Renxa segera membalikkan tubuhnya dan menendang titik atau area vital pria itu dengan keras. Pria itu langsung terjatuh dan merasa kesakitan, Renxa segera meraih tongkat baseball-nya, tidak lupa juga ia merebut kunci pintu yang sebelumnya dipegang pria itu. Kedua pria sisanya mulai mendekatinya, Renxa perlahan mundur ia ingin wanita itu segera menjauh.


" Loe tidak akan bisa kemana-mana.. " Ucap salah seorang pria


" ... " Renxa menatap kedua pria itu, saat mereka bersiap untuk menyerahnya. Renxa segera memukul leher salah satu pria itu dengan keras dan menendang bagian belakang lutut pria yang lain, sehingga membuat mereka terjatuh. Renxa juga memukul punggung pria itu hingga mereka tidak bisa berdiri.


Melihat ketiga pria itu terbaring kesakitan dilantai, Renxa segera membuka kunci pintu ruangan itu dan menarik wanita itu keluar. Renxa melemparkan tongkat besi itu pada ketiga pria itu sesaat setelah pintu terbuka.


" Kalian seharusnya lebih menghargai seorang wanita.. " (berbalik)


Renxa dan wanita itu segera berlari meninggalkan tempat itu. Mereka berlari cukup jauh, mengambil jalur kanan dan dengan asal memasuki salah satu ruangan yang ia lihat. Saat melihat dan membuka pintu itu, ia fikir karena pintunya tidak dikunci maka ia bisa sementara bersembunyi disana. Ternyata, ruangan yang mereka masuki adalah sebuah drinks storage/penyimpanan minuman-minuman.

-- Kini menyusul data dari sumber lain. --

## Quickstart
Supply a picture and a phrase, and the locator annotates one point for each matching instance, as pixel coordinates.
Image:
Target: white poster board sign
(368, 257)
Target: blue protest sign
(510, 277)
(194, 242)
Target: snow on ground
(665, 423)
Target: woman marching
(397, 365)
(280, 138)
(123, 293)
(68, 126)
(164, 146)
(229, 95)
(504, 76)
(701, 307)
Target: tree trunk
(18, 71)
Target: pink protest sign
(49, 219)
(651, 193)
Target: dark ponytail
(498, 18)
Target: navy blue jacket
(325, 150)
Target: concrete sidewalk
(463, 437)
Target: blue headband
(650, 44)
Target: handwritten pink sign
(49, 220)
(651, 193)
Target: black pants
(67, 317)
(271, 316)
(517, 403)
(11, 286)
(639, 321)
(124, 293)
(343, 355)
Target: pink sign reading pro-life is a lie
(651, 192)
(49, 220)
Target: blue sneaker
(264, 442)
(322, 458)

Wanita itu jongkok dan menangis kembali. Renxa berusaha mencari air untuk diminum wanita itu dan ia menemukan sekotak botol air mineral. Gadis itu mengambil dan menyerahkan pada wanita itu.

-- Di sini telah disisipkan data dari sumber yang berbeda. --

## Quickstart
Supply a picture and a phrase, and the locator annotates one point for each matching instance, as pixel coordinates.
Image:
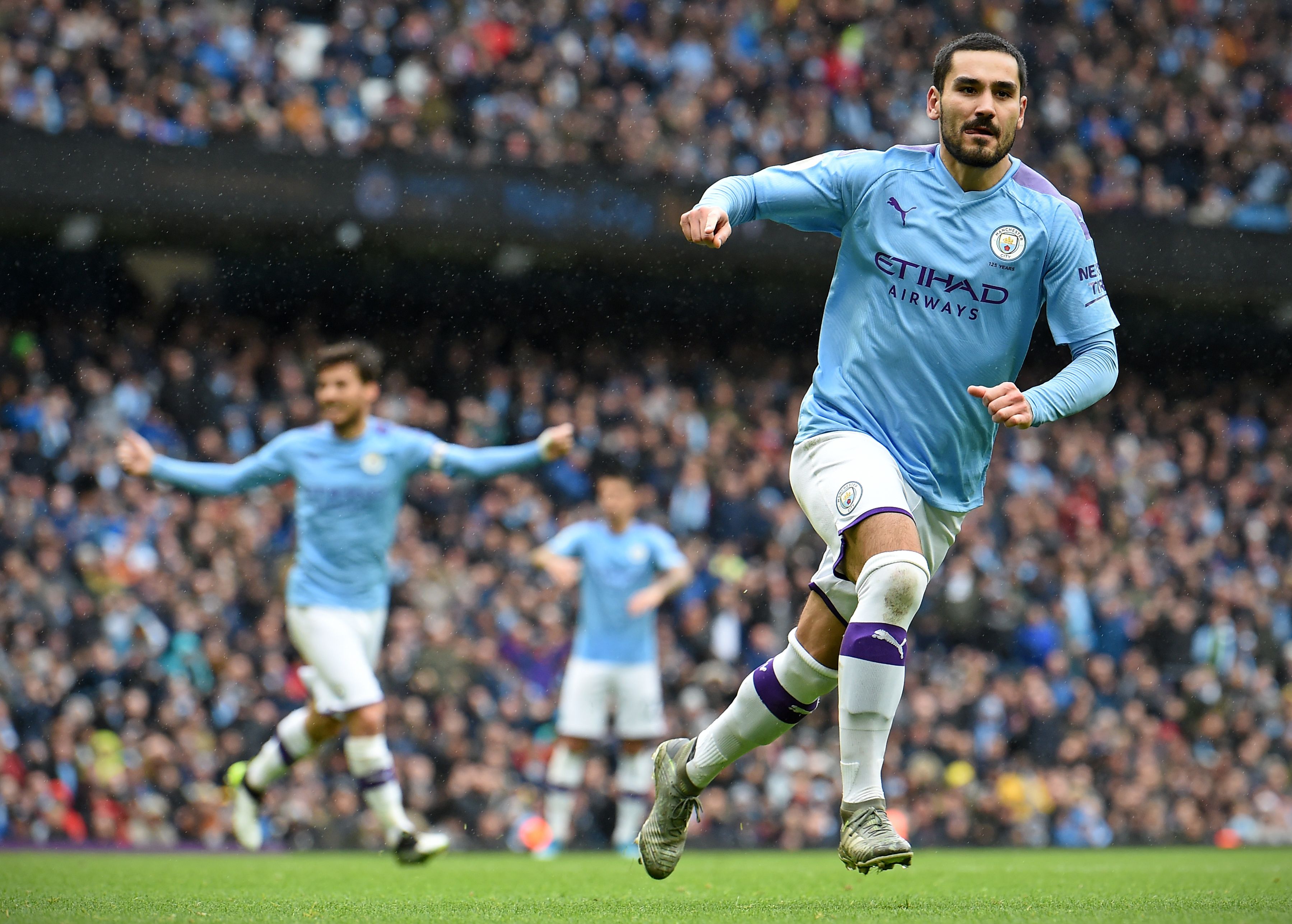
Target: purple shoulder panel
(1029, 179)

" Nona, minum ini. Biarkan dirimu tenang dulu.." (membuka tutup botol) Ia berusaha menenangkan wanita itu


" ..." (mengangguk) Wanita itu segera meminum 1/4 dari isi botol


" Sebenarnya apa yang terjadi? Kenapa kamu bisa bersamanya? " Ia tidak tau apakah wanita itu lebih tua darinya atau seumurannya. Tetapi, jika dilihat lebih jelas, wanita cantik itu jauh lebih tua darinya


" Aku mengenal mereka disini saat aku baru saja datang. Mereka mengajakku mengobrol dan aku fikir mereka adalah pria yang baik. Lalu, saat aku hendak pergi ke toilet, mereka tiba-tiba saja mengikutiku dan langsung masuk kedalam..." Wanita itu berkaca-kaca


" ..." Renxa membiarkan wanita itu untuk berbicara


" Aku tau waktu itu ada yang membuntutiku, tetapi aku tidak tau mereka siapa. Saat masuk aku langsung menutup pintu toiletnya karena aku melihat tidak ada seorang pun yang berada disana. Sialnya, mereka mendorong pintu dibelakangku dan... mereka memojokkanku..." (menangis) Wanita itu memeluk tubuhnya sendiri dengan erat


" Tidak papa, sekarang kamu sudah aman. " Renxa segera memeluk wanita itu agar merasa tenang


Saat Renxa memeluk wanita itu, ia baru tersadar. Dress yang dikenakan wanita itu robek, tepat pada kedua bahu dan punggungnya, sehingga hampir membuka semua baju wanita itu. Wanita itu berusaha untuk menutupi tubuhnya, ia merasa sangat takut.


Pasti ini perbuatan cowok sialan itu!


Renxa melepaskan pelukannya dari wanita itu. Ia segera melepaskan jacket merahnya dan memasangkan pada bahu wanita itu, ia ingin wanita itu memakainya untuk menutupi tubuhnya.


" Tapi.. " Wanita itu berusaha menapis jacket Renxa


" Tidak papa, pakai saja. Kamu lebih membutuhkannya dari padaku.." (tersenyum) Ia membantu wanita itu memakai jacketnya


Saat tadi ia melepaskan jacketnya, ia tidak sengaja melihat tangan kirinya. Mungkin karena genggaman pria itu terlalu kuat, membuat luka Renxa kembali mengeluarkan darah. Perbannya kini sangat basah dan berwarna merah, bahkan hingga mengalir sampai lengannya. Renxa tidak memperdulikan itu, dengan keadaan seperti ini ia tidak bisa untuk merasakan rasa sakitnya sendiri.